Like the Democrats’ failed attempts to pass federal voting bills since the 2020 presidential election, the Republican proposal faces a difficult path in Congress. Republicans hold a majority in the U.S. House, but Democrats control the U.S. Senate, where the bill would be unlikely to advance.
Democrats criticized the bill, saying it focuses on preventing the slim possibility of voter fraud without expanding opportunities for voter registration and access.
“This legislation is designed to appease extremist election deniers who have spent the last four years attacking our democracy,” said U.S. Rep. Joe Morelle, a Democrat from New York. “It would restrict the fundamental right to vote, especially for voters of color, jeopardize the security of our elections, burden local election administrators and bring more dark money into our electoral process — opening the door to corruption. It’s anti-American.”
The bill’s rollout in Georgia, a swing state that Democrat Joe Biden won by fewer than 12,000 votes in 2020, creates a contrast between the two political parties ahead of another presidential election year.
The legislation is the Republican response to Democratic proposals for federal election standards, which Republicans blocked by a filibuster in 2021.
The Democrats’ bills would have made Election Day a holiday, limited voter purges, allowed people to register to vote and cast a ballot on the same day, and strengthened federal oversight of changes to state voting laws.
U.S. Rep. Barry Loudermilk, a Republican from Georgia, said states should replicate the provisions of the Peach State’s 2021 voting law, which he said improved voters’ belief that elections are fair and accurate.
U.S. Rep. Stephanie Bice, a Republican from Oklahoma, said: “We need to make sure that we’re doing everything we can to be able to run these elections securely safely and effectively. By instilling confidence in elections, we bring back this process and we allow people to know that the process works effectively.”
Two years after allegations of fraud in the presidential election that were never proved, many Georgia voters say they’ve regained trust in elections.
A poll by The Atlanta Journal-Constitution in January showed that voter confidence in elections has improved among both conservatives and liberals since the 2020 election, but a majority of those surveyed said Georgia’s voting law didn’t have a significant impact. The turnout rate in last year’s general election decreased from the previous midterms four years ago, from 54% to 52% of the voting-eligible population.
Lawmakers on the House Administration Committee visited Georgia for a public hearing at Georgia State University before the bill is expected to be filed in Washington on Tuesday. A similar version of the bill was introduced in the House last year but didn’t advance.
U.S. House Republicans propose election bill
The bill, which U.S. House Republicans introduced Monday at a press conference in Marietta, would:
- Withhold 30% of Help America Vote Act election funding grants from states that allow noncitizens to vote in local elections.
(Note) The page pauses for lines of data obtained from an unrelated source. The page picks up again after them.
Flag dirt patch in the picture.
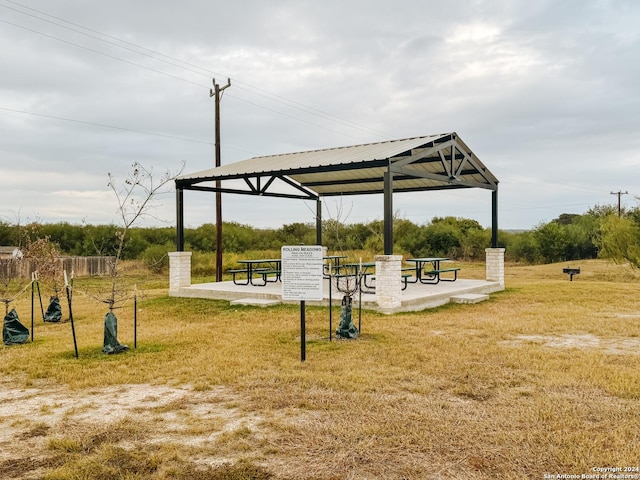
[0,380,274,478]
[501,333,640,355]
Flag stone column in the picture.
[485,248,505,287]
[169,252,191,295]
[375,255,402,313]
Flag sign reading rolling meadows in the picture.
[280,245,323,300]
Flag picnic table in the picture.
[229,258,282,287]
[322,255,347,278]
[406,257,460,284]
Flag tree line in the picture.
[0,201,640,264]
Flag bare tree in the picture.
[105,162,184,310]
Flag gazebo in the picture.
[170,132,504,314]
[175,132,498,251]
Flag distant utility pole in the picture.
[611,191,629,216]
[209,78,231,282]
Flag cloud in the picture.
[0,0,640,232]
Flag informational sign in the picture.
[280,245,323,301]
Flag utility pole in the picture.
[611,191,629,217]
[209,78,231,282]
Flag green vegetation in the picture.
[0,201,640,271]
[0,260,640,480]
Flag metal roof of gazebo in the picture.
[176,132,498,254]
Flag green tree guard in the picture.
[336,295,360,338]
[2,308,29,345]
[102,312,129,354]
[44,297,62,322]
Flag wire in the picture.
[1,0,389,139]
[0,107,213,145]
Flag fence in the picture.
[0,257,113,278]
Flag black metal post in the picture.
[176,184,184,252]
[491,186,498,248]
[64,271,78,358]
[329,270,333,342]
[300,300,307,362]
[384,169,393,255]
[36,276,44,322]
[316,197,322,246]
[31,278,36,342]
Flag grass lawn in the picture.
[0,261,640,480]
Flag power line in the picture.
[0,107,260,156]
[611,191,629,216]
[0,0,389,138]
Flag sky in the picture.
[0,0,640,229]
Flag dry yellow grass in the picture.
[0,261,640,480]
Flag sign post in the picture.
[280,245,323,362]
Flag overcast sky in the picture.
[0,0,640,229]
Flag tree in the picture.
[596,215,640,268]
[105,162,182,310]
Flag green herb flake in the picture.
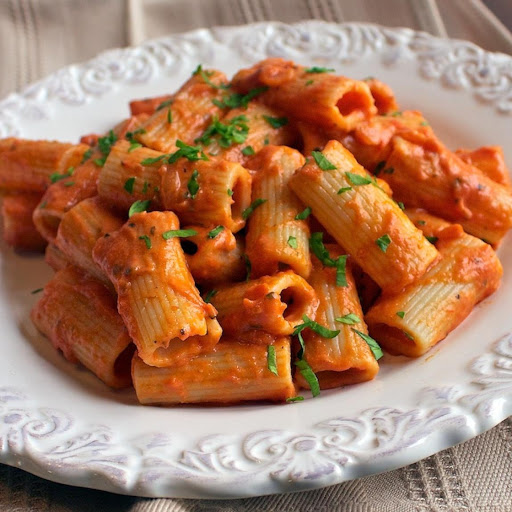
[206,226,225,238]
[295,359,320,397]
[187,169,199,199]
[375,234,391,252]
[242,197,267,220]
[287,236,297,249]
[267,345,279,375]
[124,177,135,194]
[334,313,361,325]
[311,151,336,171]
[242,146,256,156]
[351,327,384,361]
[286,395,304,403]
[162,229,197,240]
[345,172,373,187]
[128,140,142,153]
[80,148,92,164]
[139,235,151,249]
[128,199,151,217]
[194,115,249,148]
[204,290,219,304]
[263,116,288,128]
[309,232,348,287]
[244,254,252,281]
[156,98,173,111]
[305,66,335,73]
- Restrict private funding for local election administration.
- Require the U.S. Postal Service to prioritize election mail.
- Create a council to establish best practices for mail ballots, voter list maintenance, election observer access, timely reporting of results and post-election audits.
- Repeal limits on fundraising coordination between political candidates and political parties.
- Regulate elections in Washington, D.C., with requirements for photo ID, a prohibition on voter registration on Election Day, a ban on unsolicited ballot mailings and a mandate for audits after each election.